There is another reason why a Soeharto trial is perceived as important. The government cannot nab big corruptors of the past unless it catches the biggest fish of them all first. And Soeharto seems to fit the bill. Earlier corruption investigations crashed before or on reaching court because the suspects -- Soeharto's cronies and one of his children -- used the line of defense that their conduct was legal and acceptable by the standards of the regime of the time. They used Soeharto as a shield. The task for the government is therefore clear. Get Soeharto convicted first, and the road will then be clear to go after the other corruptors.
In December, newly appointed Attorney General Marzuki Darusman duly reopened the case, which had been closed two months earlier by then president B.J. Habibie. The investigation became protracted as investigators and Soeharto's lawyers debated the fine points of the law every step of the way. Soeharto's ailing health complicated and delayed the process.
Somehow and somewhere along the way, the case seems to have been watered down to what must be the least alleged misdemeanor by the former president.

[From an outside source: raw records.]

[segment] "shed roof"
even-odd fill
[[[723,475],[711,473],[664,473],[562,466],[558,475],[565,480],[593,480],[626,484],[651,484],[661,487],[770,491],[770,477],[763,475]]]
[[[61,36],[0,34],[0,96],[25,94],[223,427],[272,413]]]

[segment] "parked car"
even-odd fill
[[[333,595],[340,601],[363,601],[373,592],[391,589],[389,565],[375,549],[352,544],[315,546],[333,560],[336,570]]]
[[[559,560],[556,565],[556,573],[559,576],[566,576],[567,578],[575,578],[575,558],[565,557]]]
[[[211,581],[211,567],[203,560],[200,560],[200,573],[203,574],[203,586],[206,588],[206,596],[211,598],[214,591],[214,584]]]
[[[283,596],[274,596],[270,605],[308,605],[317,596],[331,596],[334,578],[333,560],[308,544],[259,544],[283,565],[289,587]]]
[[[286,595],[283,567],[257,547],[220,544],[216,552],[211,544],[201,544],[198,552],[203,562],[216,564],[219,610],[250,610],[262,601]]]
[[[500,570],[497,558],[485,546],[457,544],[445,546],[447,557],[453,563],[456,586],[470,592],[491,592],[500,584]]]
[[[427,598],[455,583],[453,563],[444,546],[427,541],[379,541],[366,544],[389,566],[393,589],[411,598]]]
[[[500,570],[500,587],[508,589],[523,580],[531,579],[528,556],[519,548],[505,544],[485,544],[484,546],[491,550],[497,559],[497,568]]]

As the case stands, even a guilty verdict against Soeharto as chairman of seven foundations will not lead to the prosecution of his cronies, families and officials of his regime. Aging and ailing, it seems Soeharto and Soeharto alone will bear the brunt of all the sins of his regime.
Even as the case comes before a panel of judges, there are doubts whether Soeharto will ever make it to the court. We could be in for a long wait before learning the outcome of this whole process, what with the court struggling to determine whether the suspect is physically and mentally fit enough to stand trial.
Since the whole exercise was founded upon the premise that Soeharto must be brought to trial, come what may -- instead of a genuine attempt to uphold justice -- the government seems to have become obsessed with seeing him in the dock. The trial has become a major public spectacle, but this will not serve justice.
The government's determination to go through the motions has put the process on a dangerous course, with the possibility of backfiring. If Soeharto is genuinely sick -- physically and mentally -- as his lawyers claim, dragging him to court could turn the tables and the government could be portrayed as the bad guy.
Under such a condition, Soeharto will never receive the fair trial to which he is entitled like any other citizen in this country. Insisting that he turns up for the trial in whatever condition could then be perceived more as a travesty of justice.
The matter is now in the hands of the court so we have to let it run its full course. But this episode has taught us a valuable lesson: That justice and the rule of law cannot be served by simply turning them into symbolic playthings.